Add a Nutritional Kick to Your Low Carb Diet Plan with Ginger!
Ginger is a powerful herb possessing both nutritional and medicinal health benefits, and is the perfect complement to any low carb diet plan.
Originally from Southeast Asia, ginger has been a prized ingredient in Asian, Middle Eastern and Indian cuisine for thousands of years. The zesty, fresh, sweet flavors that ginger brings to the table, however, are not the only reasons for this herb’s popularity.
Ginger contains hardly any calories, and is full of antioxidants like vitamins C and E. It has long been held as a home remedy for colds, indigestion, constipation and nausea, and recent research has actually proved ginger to be effective in preventing nausea and vomiting, even in the presence of vomiting-inducing agents!

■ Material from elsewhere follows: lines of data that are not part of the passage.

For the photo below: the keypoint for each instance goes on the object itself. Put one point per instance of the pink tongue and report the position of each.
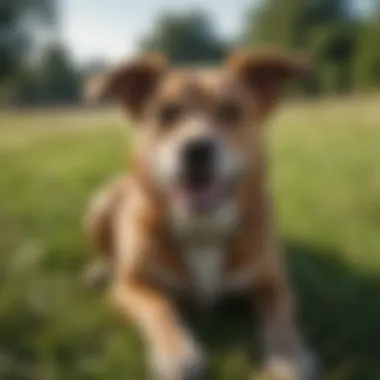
(204, 198)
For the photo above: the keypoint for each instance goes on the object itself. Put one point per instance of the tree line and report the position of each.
(344, 46)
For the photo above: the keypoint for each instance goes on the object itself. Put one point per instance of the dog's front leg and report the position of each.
(173, 353)
(285, 355)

“Various preclinical and clinical studies have shown ginger to possess antiemetic effects against different emetogenic stimuli.” – Critical Reviews in Food Science and Nutrition
Adding ginger to your low carb diet plan is easy, as ginger is widely available in its fresh ginger root form in any grocery store, as well as in powder form in the spice aisle. Try to choose the fresh source as often as possible, however, as it has higher concentrations of disease-fighting phytosterols than its dried form.
Chopped fresh ginger root can be added to a stir fry for a fresh, spicy flavor. If added at the beginning of the cooking period, the ginger will have a mild, subtle flavor, and if added closer to the end of the cooking period, the flavor will be much stronger.
Ginger tea is also a perfect addition to a low carb diet plan because it is calorie-free, has all of the health benefits of fresh ginger, and can soothe any upset stomach! Ginger tea can be made by boiling water, adding a few fresh chunks of peeled ginger root, then letting it steep for 5 minutes or so.